Przejdź do głównej treści

17 WRZEŚNIA JAK GROM Z JASNEGO NIEBA SPADŁA NA NAS WIADOMOŚĆ

Szkoła Podoficerska Piechoty dla Małoletnich ze Śremu 29 sierpnia1939 r. zostaje przetransportowana do Lwowa. Następnie wcielona do Ośrodka Zapasowego 5. Dywizji Piechoty.{jcomments on}


1 września w dniu 18 urodzin, mój ojciec Władysław Kopacz (średzianin) żołnierz   „małoletniak” usłyszał, że wybuchła wojna. Niemcy napadły na Polskę. W spisanych wspomnieniach tak przedstawia te dni w obronie Lwowa:

"I znowu Alarm. Zbiórka. Słońce praży, a my w sukiennych płaszczach. Po 120 sztuk amunicji w ładownicach, po dwa granaty zaczepne i dwa obronne, doskonałe karabinki Mausera… Tak objuczeni ciągle gdzieś maszerujemy…. Wojenka? Śmiechu warte! Jak na początek, to nieźle…. Lotnik! Kryj się! Biegiem! Samoloty z lewej! To tu, to tam. Pełno ich. Nie strzelać! Nie strzelać! Podaj dalej! Ale dlaczego? Przecież jesteśmy strzelcami wyborowymi! Ktoś do nas krzyczy: Pod sąd wojenny za złamanie rozkazu! Kula w łeb! Samoloty jeden po drugim nurkują i bombardują. Nie widzimy naszego podchorążego, więc kto wydaje komendy? Chłopcy popatrzyli jeden na drugiego.

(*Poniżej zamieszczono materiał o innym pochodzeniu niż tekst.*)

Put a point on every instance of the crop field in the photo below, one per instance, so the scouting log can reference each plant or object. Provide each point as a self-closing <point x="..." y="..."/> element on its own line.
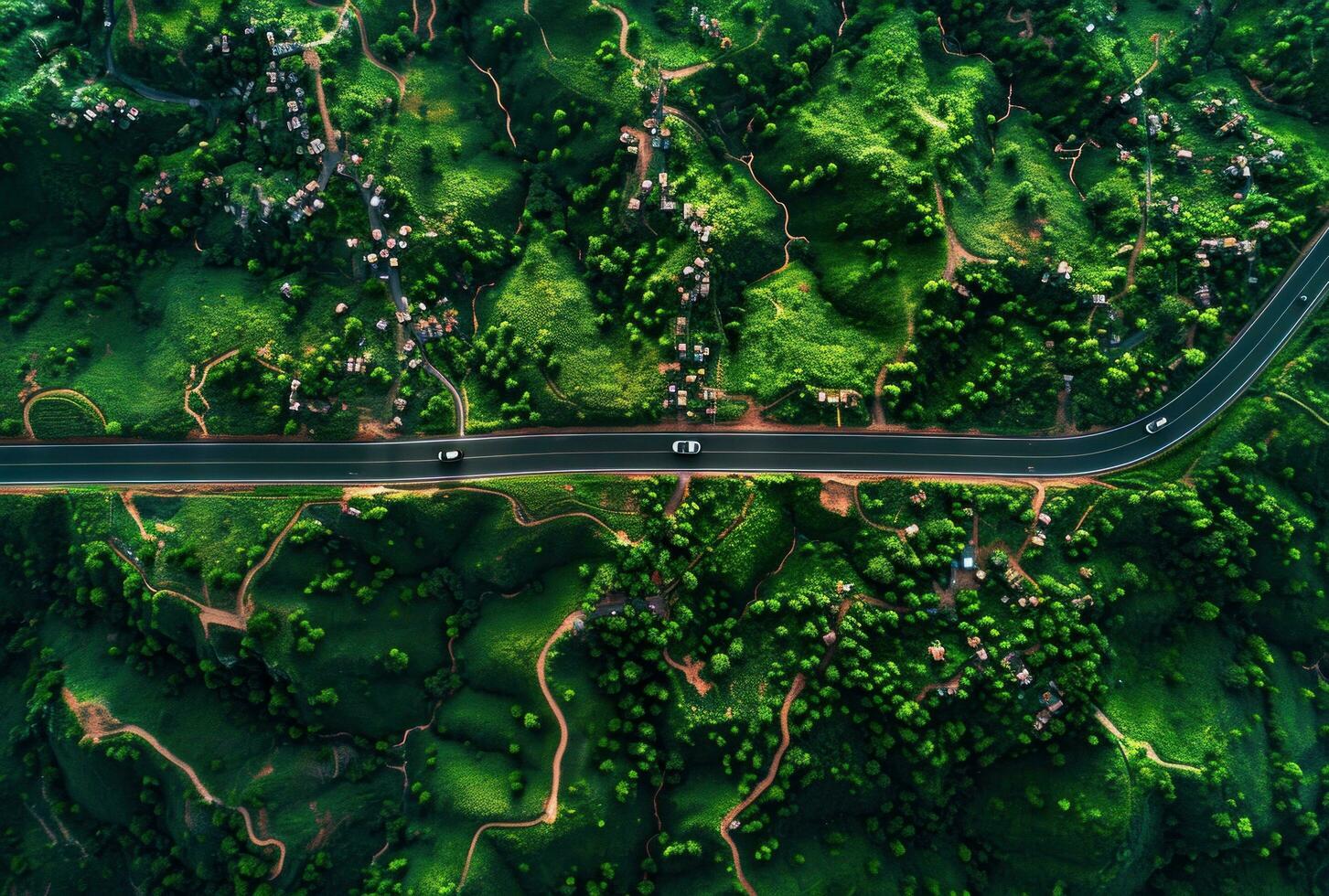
<point x="792" y="334"/>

Kazek krzyknął: Ognia! Boże rozpętało się piekło ! Każdy strzela jak na strzelnicy. Spokojnie. Cel na muszkę! Pal! Lufy gorące, aż parzą. Po paru minutach ani jednego szkopa nie ma w powietrzu. Dali drapaka…. (Przebijający się do Lwowa polscy żołnierze tak relacjonowali walki wręcz z Niemcami, swoim kolegom i mojemu ojcu). „Niemcom i nam Polakom zabrakło już amunicji, nie było już czym strzelać. Więc biliśmy się, czym się dało, karabinami, bagnetami, hełmami, drągami i kamieniami, a nawet walka ”szła„ na pięści. Gdyby choć pluton przyszedł nam z pomocą , to roznieślibyśmy ich doszczętnie, ale pomoc nie nadeszła. I tak i oni i my, z bezsilności i bólu już nawet płakać nie mogliśmy. Dusiliśmy się gołymi rękami. Po jakimś czasie (oni i my) na kolanach bezsilni, wycofaliśmy się do swoich… 17 września jak grom z jasnego nieba spadła na nas wiadomość. Wojska sowieckie przekroczyły wschodnią granicę Polski". Tyle wspomnień Władysława Kopacza.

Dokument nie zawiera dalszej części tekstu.